Specifically, the parents took issue with a quiz question involving gun rights, reports journalist Ben Swann at Benswann.com. They say the unnamed teacher erroneously marked their daughter’s answer wrong.
The question was a hypothetical scenario:
“Mr. Jones’ gun was confiscated at a police traffic stop, even though he had the proper permit and license of ownership of the gun.”
The first sub-part to the question asked: “Is this situation Constitutional?” The second and third sub-parts ask students to identify the amendment at issue and state the relevant text.
The student indicated that the situation as described is not constitutional. The teacher allegedly marked this answer wrong, scribbling out the word “no” and writing “yes.”
The student definitely got the second sub-part wrong. She wrote that amendment at issue is the Fourth Amendment, not the Second.
(The girl’s answer for the third part is not visible.)
The National Rifle Association’s Institute for Legal Action notes that people generally don’t need a permit to buy or own a rifle, shotgun or handgun in South Carolina.
Assuming the gun at issue is a handgun and not, say, a hunting rifle, Section 16-23-20 of the South Carolina Code of Laws forbids people from carrying handguns. However, the law then provides 16 broad exceptions to this prohibition. Among those exceptions are (9) carrying the handgun in a closed compartment in a vehicle and (15) transferring a handgun between two places where handguns are legal.
Perhaps the teacher is a New Mexico transplant. As Reason.com notes, the Land of Enchantment’s state supreme court ruled in 2011 that the safety of police officers trumps the constitutional rights of gun owners in cars.
New Mexico state law has very little influence in South Carolina.
Across the country, a number of teachers and school districts have been giving strangely ambiguous information about the civil right that is gun ownership.
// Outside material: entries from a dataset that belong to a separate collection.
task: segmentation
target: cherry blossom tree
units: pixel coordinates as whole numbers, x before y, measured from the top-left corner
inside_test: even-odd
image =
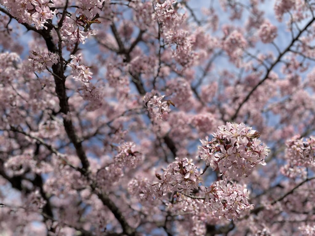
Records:
[[[0,4],[0,234],[315,235],[315,1]]]

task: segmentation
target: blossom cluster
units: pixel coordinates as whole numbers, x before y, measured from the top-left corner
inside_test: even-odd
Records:
[[[155,199],[161,198],[169,193],[178,197],[180,194],[185,197],[193,199],[215,217],[221,219],[237,218],[241,211],[253,208],[253,205],[248,203],[249,193],[245,185],[227,184],[221,180],[206,188],[199,184],[200,176],[192,159],[176,158],[175,160],[163,175],[156,174],[159,183],[149,186]],[[192,196],[192,191],[198,191],[199,188],[202,197]],[[146,190],[142,192],[147,193]]]
[[[260,133],[243,123],[226,123],[219,127],[208,141],[201,140],[202,159],[214,170],[218,168],[226,179],[246,177],[258,164],[266,165],[269,149],[258,138]]]
[[[76,13],[84,15],[88,20],[92,19],[100,13],[105,0],[80,0]]]
[[[38,53],[33,51],[29,56],[30,66],[34,71],[42,72],[58,62],[58,56],[52,53]]]
[[[20,155],[17,155],[9,158],[4,166],[7,172],[11,176],[19,176],[31,170],[36,168],[36,161],[34,159],[32,151],[28,150]]]
[[[287,163],[281,168],[283,174],[291,177],[306,174],[306,167],[315,167],[315,137],[304,140],[295,135],[286,142]]]
[[[123,175],[124,168],[134,168],[142,160],[142,155],[133,143],[122,143],[118,148],[118,153],[112,162],[97,171],[98,181],[101,185],[108,186],[117,182]]]
[[[79,80],[82,82],[87,82],[92,79],[91,76],[93,74],[90,72],[87,66],[81,63],[81,53],[76,56],[72,55],[70,57],[72,59],[71,63],[67,65],[72,68],[72,76],[75,80]]]
[[[20,23],[34,24],[37,29],[42,27],[47,29],[45,25],[47,20],[52,19],[57,13],[56,9],[53,11],[54,6],[50,0],[17,0],[2,1],[10,11],[13,16],[19,20]]]
[[[207,188],[201,186],[200,188],[204,194],[205,199],[201,202],[208,211],[218,218],[237,218],[241,211],[254,208],[254,205],[248,203],[249,194],[245,187],[235,183],[226,185],[223,180]]]
[[[159,97],[154,93],[147,93],[144,100],[148,110],[153,117],[166,120],[170,110],[170,104],[172,103],[169,101],[162,101],[164,97],[164,95]]]
[[[189,195],[198,188],[200,183],[199,175],[192,160],[176,157],[161,176],[156,174],[159,181],[152,184],[152,192],[157,198],[167,193],[177,192]]]
[[[242,53],[247,43],[242,33],[237,30],[232,31],[223,42],[223,48],[232,58],[237,57]]]
[[[277,37],[277,28],[269,22],[265,22],[261,26],[258,35],[264,43],[271,42]]]
[[[302,235],[305,236],[311,236],[315,235],[315,225],[307,224],[299,227]]]
[[[61,29],[61,34],[64,40],[71,43],[84,43],[88,36],[96,34],[97,31],[92,29],[88,30],[82,28],[82,26],[89,26],[93,23],[96,22],[99,23],[99,21],[89,21],[85,17],[77,17],[74,13],[70,16],[66,16]]]
[[[175,18],[174,14],[174,7],[173,4],[176,2],[175,0],[166,0],[162,4],[157,3],[154,8],[158,19],[162,21],[165,21],[167,18]]]

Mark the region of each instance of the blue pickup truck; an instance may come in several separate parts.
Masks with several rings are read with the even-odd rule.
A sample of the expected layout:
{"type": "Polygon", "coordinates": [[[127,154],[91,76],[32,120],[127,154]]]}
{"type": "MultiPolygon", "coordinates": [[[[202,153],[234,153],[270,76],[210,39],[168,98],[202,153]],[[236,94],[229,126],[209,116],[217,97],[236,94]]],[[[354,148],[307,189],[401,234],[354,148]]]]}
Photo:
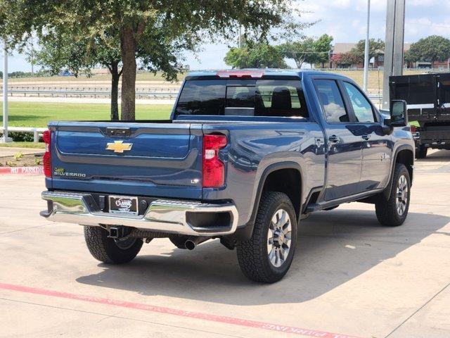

At Guyer High School in Denton, Texas, for instance, an Advanced Placement U.S. History textbook watered down the Second Amendment this way: “The people have a right to keep and bear arms in a state militia.” (RELATED: This high school is teaching kids a different version of the Second Amendment)
The full text of the Second Amendment to the Constitution of the United States reads: “A well regulated militia, being necessary to the security of a free state, the right of the people to keep and bear arms, shall not be infringed.”